To get started, you need a guide to birds.  I like the Audubon Society's Field Guide to North American Birds which I have been using since the 1980s.  It's pocket size, comes with a plastic like cover, and has photos, maps, and info about each bird in it.  Field Guide to Birds.  It's less than $16.

 

If you have a yard, you can buy a bird bath and set it up in a sunny spot that you can see from one or more windows or from a deck or porch.  Even a cheap plastic one will work fine.  In addition to seeing more birds, you may actually save some by providing water in dry spells.  Remember to clean your bird bath regularly as when the birds use it, it will get messy.

 

You can bring more  birds into your yard -- and see more birds -- using bird feeders of various types -- and cost.  Especially in the spring, migrating birds are towards the end of their travels and need ready sources of food.  I feed primarily black oil sunflower seed plus suet cakes but I also feed a fruit/nut mix and peanuts.  Don't buy those bird feed mixes sold in grocery stores as they have cheap filler seeds that birds won't eat and scatter all over the ground.  Tractor Supply has a nice selection of feeders and bird seed.  If you want some guidance, try the Wild Birds Unlimited on McKinley near the mall in Blasdell.  There's also a WBU in Amherst ... on Transit I think.

 

I have my tubular sunflower feeders out year around but that's not possible if you live in bear country.  Raccoons can also be problems, especially in the summers when young ones go exploring.   Many people have luck attracting hummingbirds with feeders or by hanging gaudy fuchsia pots on their porches.  I haven't, probably because as a gardener, my hummers go for the hostas, bee balm, and trumpet vines planted in the yard.   I also plant sunflowers -- generally by cleaning up the seeds/hulls from around the feeder poles and depositing that in a sunny spot along my side fence -- which attracts clouds of goldfinches when the sunflowers ripen. 

 

The great thing about backyard birding is that it's something you can do for the entire rest of your life, even when you are very old and not very mobile.  My late step-mother, who suffered from emphysema, loved sitting on her back porch watching the hummers coming to her fuchsia plants or sitting at her kitchen table watching the chickadees and cardinals coming to her seed feeders.

Posted

One of the reasons that I started this third iteration of "Backyard Birding" is because I discovered a new birding "guide" last year: the Merlin Bird ID by Cornell Lab for your phone.   It enables you to identify birds by their songs and calls, which can really expand the birds you can identify even if you are walking in a woodsy area where it's almost impossible to see birds.   

 

For example, I was walking in a part of the Jamestown Community College's campus called "The Hundred Acre Lot" and heard an unusual bird call (not a "song").  This area is heavily forested, and rather swampy in the area where i was walking.  Using Merlin, I was able to identify the bird as a Wood Duck, a cavity nesting duck that is seldom seen unless you come across a nest sight.

 

The Merlin app enables you to save the bird calls, so you can make a list of the birds you've encountered along with the date and time and the call.  Moreover, you can find out more information about the birds you've seen or identified by call within the app.  

 

The Merlin app is free to download, although Cornell Lab will ask you join and/or donate.

Posted

Rabbits have been very active the past few weeks and I saw one building a nest the other day.

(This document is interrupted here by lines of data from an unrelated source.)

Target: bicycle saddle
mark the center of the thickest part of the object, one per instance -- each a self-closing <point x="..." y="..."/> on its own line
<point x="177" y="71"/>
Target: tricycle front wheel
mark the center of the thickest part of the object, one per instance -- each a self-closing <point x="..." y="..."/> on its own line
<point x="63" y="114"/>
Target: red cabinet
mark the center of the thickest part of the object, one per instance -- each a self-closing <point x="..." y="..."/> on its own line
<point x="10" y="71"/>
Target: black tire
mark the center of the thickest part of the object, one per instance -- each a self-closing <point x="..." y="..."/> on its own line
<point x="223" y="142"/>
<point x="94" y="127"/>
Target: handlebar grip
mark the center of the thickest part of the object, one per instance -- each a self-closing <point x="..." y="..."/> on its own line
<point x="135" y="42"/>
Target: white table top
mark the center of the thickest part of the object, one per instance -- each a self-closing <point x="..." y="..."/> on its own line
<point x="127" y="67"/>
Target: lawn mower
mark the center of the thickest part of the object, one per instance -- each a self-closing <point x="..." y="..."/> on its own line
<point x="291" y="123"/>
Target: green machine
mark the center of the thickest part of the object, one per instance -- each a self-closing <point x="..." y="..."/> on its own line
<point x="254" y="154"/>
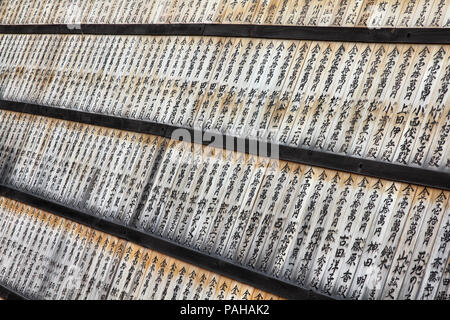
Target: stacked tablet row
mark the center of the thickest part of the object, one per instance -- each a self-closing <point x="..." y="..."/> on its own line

Have also seen a hawk a few times. For anyone who remembers The Far Side: Trouble brewing!

Posted

My wife recently got an BIG feeder from a retail place in Greenville, SC that does nothing but birds. She also got a hanger that can clamp on the railing of our deck, but it didn’t quite fit. I found it in the bushes below on the second day. 

 

Our next door neighbor has a full shop in his basement. My recently retired wife ran into Mike in the street, and within 30 minutes we had a pressure treated perch for the feeder we (she, who am I kidding?) can prime and paint. 

 

I’m just hoping it doesn’t lead to rodents.